Wenige Blu-rays – und teilweise nur analglyphisch

Dass Blu-ray-Player in deutschen Wohnzimmern keineswegs flächendeckend vorhanden sind, wurde eingangs schon erwähnt. Aber wie sieht es mit Stereo-3D-Content auf diesem Träger aus? Schiebt die Videokonserve Stereo-3D im Heimmarkt an?

Bislang sieht es nicht danach aus: So legte etwa Panasonic seinen Geräten in einer Marketingaktion »Avatar« auf Blu-ray bei, Toshiba packte Disneys »Eine Weihnachtsgeschichte« drauf und es laufen noch viele weitere, ähnliche Aktionen. Wegen solcher Bundlings bleiben dem Handel derzeit gerade mal sechs von 25 prinzipiell verfügbaren Titeln für den freien Verkauf — wenn man mal von Pornos absieht. Laut GfK entfallen von den verkauften 134.230 3D-Blu-rays 60.355 (plus 9.296 in einer zweiten Boxvariante) auf »Final Destination 4« und 26.684 auf »Coraline«. Kaum zu glauben: Die Stereo-3D-Versionen dieser beiden Blu-rays wurden in der nostalgischen Anaglyphen-Technik produziert. »Shutterbrillen-pflichtig« gingen — deutlich abgeschlagen — »Wolkig mit Aussicht auf Fleischbällchen« (7.894 Stück) und »Kampf der Titanen« (7.380 Stück) über den Ladentisch.

Von einem großen Schub für Stereo-3D in seiner neuesten Ausprägung kann da bisher keine Rede sein. Wenn sich die Content-Inhaber hier nicht besser mit den Geräteanbietern koordinieren, steht man sich bis auf weiteres wohl eher gegenseitig im Weg.

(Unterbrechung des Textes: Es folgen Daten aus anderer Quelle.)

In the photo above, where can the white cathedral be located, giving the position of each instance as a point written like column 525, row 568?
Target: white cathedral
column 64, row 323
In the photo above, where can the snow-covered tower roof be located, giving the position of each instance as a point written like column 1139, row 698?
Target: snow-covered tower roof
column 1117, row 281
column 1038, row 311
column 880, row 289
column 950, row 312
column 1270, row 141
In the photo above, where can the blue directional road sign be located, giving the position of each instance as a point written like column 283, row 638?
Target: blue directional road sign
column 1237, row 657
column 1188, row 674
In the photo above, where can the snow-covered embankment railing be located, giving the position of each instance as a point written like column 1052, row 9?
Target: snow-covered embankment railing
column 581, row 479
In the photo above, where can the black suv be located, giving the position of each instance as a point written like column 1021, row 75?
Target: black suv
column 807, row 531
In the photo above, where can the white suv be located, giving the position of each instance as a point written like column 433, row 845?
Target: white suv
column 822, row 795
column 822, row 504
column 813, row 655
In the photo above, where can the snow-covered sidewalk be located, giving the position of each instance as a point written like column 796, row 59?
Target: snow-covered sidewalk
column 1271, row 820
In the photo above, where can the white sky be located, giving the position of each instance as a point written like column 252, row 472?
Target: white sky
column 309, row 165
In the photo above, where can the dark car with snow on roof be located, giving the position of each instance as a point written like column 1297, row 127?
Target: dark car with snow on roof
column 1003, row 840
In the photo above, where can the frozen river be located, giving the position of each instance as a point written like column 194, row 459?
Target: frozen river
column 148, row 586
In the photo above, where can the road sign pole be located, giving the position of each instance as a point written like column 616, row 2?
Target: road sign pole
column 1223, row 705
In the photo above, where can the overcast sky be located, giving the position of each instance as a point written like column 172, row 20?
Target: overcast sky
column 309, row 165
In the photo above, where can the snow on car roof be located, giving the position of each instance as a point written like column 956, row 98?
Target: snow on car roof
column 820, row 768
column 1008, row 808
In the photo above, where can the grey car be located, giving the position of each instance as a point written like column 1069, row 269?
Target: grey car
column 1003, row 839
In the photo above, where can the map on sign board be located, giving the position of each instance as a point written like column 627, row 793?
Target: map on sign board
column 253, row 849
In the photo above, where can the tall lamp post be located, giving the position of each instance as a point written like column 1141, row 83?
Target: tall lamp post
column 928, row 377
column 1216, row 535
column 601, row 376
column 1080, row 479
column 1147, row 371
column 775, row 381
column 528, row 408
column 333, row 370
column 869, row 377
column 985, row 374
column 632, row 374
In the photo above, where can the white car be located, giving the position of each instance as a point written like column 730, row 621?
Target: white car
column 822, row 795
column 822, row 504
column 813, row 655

»Wenn die Frage kommt: »Welche Filme gibt es?«, wird es schwierig für die Händler«, räumt denn auch Alexander Awramow von der Fachhandelskette Electronic Partner ein.

Pay-TV gibt »Phase 1«-Standardisierung vor

Dann vielleicht doch lieber zurück zum Fernsehen: In Europa preschten bisher lediglich die Pay-Sender BSkyB, Canal+ und Sky Deutschland vor. Auch das unterscheidet Stereo-3D vom HDTV-Start: Bei HDTV hatten sich öffentlich-rechtliche und private Sender an der Sendestandardisierung beteiligt und einen gemeinsamen Nenner gefunden. Den geplanten 3D-Standard wird dagegen — zumindest vorerst — nur das Pay-TV-Trio sanktionieren, deren schon im Markt befindliche HDTV-Receiver für Stereo-3D in der »Side by Side«-Übertragungsvariante geeignet sind. »Side by Side« presst linkes und rechtes Teilbild nebeneinander in ein HDTV-Signal. Diese Teilbilder bestehen aus 960 x 1.080 Bildpunkten: das ist kein »echtes« HDTV.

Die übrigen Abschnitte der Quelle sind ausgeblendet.